I'm watching seminars put on by Stanford University's MediaX program. The first seminar, on the impact and use of new mobile video technology for news gathering, was technically a little shaky, but informative. The second seminar, on the value of new video technologies in business and education, seems to be more a sales pitch for Cisco's telepresence technology and similar offerings than a real discussion of the value of video. (If you haven't seen Cisco's commercials, their telepresence model uses big screens that allow you to see the participants in both sides of a teleconference in near life-size. Cisco's even bigger telepresence systems, which haven't been featured in television ads, use specially-built rooms and wall-size displays to give the illusion that the participants are all in the same room.)
Cisco-style solutions are very expensive; tens or hundreds of thousands of dollars per site, with major bandwidth requirements. To vendors of these systems, Skype and similar services will never be a good substitute, because you can't see and hear every nuance of every participant. Sometimes the picture freezes. It's not immersive.
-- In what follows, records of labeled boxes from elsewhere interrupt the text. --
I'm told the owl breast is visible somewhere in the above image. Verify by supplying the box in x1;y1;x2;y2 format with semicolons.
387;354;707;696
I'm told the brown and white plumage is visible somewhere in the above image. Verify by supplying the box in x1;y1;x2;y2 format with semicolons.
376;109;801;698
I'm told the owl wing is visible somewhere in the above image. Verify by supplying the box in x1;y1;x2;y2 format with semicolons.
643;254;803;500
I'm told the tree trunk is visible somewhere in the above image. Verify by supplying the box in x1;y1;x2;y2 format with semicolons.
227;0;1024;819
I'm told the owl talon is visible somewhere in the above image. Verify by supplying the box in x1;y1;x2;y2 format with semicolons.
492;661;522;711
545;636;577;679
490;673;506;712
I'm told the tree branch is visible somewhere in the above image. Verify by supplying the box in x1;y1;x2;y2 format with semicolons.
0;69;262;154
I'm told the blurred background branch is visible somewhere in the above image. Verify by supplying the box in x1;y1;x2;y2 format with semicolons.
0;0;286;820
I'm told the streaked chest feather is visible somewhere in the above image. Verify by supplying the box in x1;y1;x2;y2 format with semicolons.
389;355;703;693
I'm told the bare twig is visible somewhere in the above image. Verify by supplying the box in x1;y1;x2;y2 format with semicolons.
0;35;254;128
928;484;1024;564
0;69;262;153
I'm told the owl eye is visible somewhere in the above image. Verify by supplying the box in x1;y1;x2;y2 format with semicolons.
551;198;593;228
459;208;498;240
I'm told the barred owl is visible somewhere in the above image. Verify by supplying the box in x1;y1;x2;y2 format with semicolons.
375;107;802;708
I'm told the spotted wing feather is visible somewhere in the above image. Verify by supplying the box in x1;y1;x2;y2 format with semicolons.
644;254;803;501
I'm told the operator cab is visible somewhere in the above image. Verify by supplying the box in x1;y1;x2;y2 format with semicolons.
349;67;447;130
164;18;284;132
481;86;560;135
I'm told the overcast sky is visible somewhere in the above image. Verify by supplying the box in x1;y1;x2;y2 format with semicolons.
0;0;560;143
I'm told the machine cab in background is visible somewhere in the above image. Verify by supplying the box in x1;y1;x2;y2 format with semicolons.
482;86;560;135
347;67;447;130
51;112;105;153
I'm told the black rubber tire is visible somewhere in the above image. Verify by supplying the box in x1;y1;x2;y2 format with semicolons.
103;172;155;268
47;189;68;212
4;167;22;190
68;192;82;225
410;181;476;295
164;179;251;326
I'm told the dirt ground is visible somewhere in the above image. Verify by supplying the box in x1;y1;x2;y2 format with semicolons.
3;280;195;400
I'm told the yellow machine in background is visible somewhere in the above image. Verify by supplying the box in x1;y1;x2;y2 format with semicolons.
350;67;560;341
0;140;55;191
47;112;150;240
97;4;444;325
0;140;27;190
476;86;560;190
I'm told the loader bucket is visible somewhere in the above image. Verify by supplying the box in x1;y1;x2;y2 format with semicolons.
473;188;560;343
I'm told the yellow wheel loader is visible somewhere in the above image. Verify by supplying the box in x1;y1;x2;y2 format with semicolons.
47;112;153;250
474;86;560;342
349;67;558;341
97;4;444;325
The problem with these arguments is that time and time again, high-end, high-quality offerings are rejected in favor of "good enough" solutions. CDs are being replaced by MP3 files that don't have the same sound quality but are far more flexible and less expensive to buy. Consumers eagerly watch video on their computers (or their phones, for that matter) that isn't the equal of what they can see on a HDTV, because they can watch what they want, how, when and where they want.
Teleconferencing works the same way. If I can use Skype or Apple's iChat to pull together an ad hoc videoconference with existing equipment and at little or no cost, do I really need to see if someone in the 23rd row is picking his nose? Just as consumers gravitate toward "good enough", smart businesses and educators will do the same thing.